Subject: Re: Remote Backup Options (Was: Ripping and Storing CDs)
To: None <email@example.com>
From: Greg A. Woods <firstname.lastname@example.org>
Date: 05/25/2003 20:24:23
[ On Monday, May 26, 2003 at 08:37:27 (+0900), Curt Sampson wrote: ]
> Subject: Re: Remote Backup Options (Was: Ripping and Storing CDs)
> Actually, at least for my purposes, this kind of thing doesn't really
> make a difference. I'm doing backup (for disaster recovery), not
> archiving, so losing the backup is merely an annoyance so long as the
> original is intact. I just have to make another backup.
Ah! That's a very good point! I was trying to figure out how to say
much the same thing.
> For archiving, of course, the situation is quite different. For that,
> I'd suggest you make a copy of your important tapes, and test both the
> originals and the copies on a regular basis. When either has an error
> rate that is too high on a test read, make another copy before further
> degredation occurs.
Given the rate at which storage capacity per unit of cost keeps
increasing I'm considering that I don't realy need archives any more.
If I've had to look at any of my old tapes any time recently I've simply
loaded the whole thing onto my file server and left it there.
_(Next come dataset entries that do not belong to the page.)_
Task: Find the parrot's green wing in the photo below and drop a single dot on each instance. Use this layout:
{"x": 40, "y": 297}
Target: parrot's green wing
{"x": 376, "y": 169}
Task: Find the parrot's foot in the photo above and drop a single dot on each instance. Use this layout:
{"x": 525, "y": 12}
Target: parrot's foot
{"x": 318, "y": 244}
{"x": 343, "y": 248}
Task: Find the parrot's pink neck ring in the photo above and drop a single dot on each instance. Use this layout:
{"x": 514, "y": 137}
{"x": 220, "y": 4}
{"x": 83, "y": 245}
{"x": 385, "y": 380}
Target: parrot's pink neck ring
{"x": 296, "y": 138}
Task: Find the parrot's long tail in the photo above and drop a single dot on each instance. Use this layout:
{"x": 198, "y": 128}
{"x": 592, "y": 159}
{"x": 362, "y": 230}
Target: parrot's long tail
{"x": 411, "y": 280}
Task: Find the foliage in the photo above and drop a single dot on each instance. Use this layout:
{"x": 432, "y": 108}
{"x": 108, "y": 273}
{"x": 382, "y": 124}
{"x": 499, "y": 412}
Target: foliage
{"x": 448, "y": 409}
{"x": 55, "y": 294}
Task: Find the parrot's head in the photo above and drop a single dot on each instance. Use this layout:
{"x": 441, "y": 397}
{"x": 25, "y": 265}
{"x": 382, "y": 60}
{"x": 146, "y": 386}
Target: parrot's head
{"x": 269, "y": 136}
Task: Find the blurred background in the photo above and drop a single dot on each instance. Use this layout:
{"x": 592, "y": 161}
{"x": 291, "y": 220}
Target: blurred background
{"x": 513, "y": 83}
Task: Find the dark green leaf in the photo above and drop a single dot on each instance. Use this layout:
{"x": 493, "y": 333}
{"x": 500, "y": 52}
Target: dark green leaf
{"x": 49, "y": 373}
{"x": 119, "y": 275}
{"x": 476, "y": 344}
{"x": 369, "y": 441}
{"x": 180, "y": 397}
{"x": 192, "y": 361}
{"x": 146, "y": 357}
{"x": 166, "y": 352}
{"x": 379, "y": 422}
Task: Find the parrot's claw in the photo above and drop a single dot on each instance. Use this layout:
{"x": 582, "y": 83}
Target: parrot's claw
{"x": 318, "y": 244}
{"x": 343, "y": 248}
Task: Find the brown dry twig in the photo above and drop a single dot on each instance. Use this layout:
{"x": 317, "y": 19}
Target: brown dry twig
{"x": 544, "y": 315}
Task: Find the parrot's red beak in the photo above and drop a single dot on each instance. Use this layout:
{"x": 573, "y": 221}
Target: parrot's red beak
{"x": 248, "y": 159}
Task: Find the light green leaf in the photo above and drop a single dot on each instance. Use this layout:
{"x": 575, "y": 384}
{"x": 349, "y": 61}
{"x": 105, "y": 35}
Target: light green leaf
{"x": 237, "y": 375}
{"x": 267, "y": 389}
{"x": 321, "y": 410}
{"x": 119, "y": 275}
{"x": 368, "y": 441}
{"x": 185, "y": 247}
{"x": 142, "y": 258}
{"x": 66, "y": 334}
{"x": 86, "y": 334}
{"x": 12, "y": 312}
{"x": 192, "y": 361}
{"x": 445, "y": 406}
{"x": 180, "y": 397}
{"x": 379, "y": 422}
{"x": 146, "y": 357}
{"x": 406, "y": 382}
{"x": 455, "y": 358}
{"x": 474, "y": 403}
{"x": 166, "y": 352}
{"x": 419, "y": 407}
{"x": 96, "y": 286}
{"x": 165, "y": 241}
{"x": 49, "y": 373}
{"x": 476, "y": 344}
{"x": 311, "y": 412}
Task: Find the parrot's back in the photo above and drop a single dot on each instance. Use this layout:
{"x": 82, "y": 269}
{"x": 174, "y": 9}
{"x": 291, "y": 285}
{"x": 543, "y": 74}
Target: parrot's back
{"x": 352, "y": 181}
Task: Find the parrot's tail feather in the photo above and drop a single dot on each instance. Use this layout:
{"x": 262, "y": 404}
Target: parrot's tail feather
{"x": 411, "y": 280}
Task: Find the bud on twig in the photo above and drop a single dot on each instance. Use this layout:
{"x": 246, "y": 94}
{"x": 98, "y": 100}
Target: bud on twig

For true
disaster recovery I need the same amount, or more, of capacity off-site,
so I've not had any reason to generate new archives of anything in quite
some time -- I just keep it all on-line all the time now.
However I'd still put my bets on the data on disk drives properly stored
in a safe deposit box rather than on any modern high-capacity tape media
such as SDLT. If you're going to allow re-spooling, cleaning, splicing,
and such of tapes taken from a damaged safe then you've got to allow the
same kind of thing for disks too.
I can have all the data recovered from even a very badly damaged disk
for only a few hundred dollars. If an SDLT tape gets soaked with hot,
soot-contaminated water, I'll bet there's going to be a lot of bad bits
on it even if it is cleaned and re-spooled very carefully (those bits
are awfully close together!). I don't know how much that procedure
might cost, but it won't be free.
Meanwhile so long as the heads stay locked in my big ATA drive (which
for a 160GB drives costs only about $0.30/GB more, and 45% larger, than
the (un-compressed) SDLT media alone), and the integrity of its HDA
doesn't get compromised by shrapnel (quite a bit less likely to happen
than the DLT cartridge I'd think, even in an event like the bank vault
break-in shown on CSI recently), I may need no more than a new motor and
electronics to spin up my hard drive again, and even if its spindles
have to be moved to a new HDA, that's still not too much more expensive.
Meanwhile I don't have to buy an $8k-15k SDLT drive!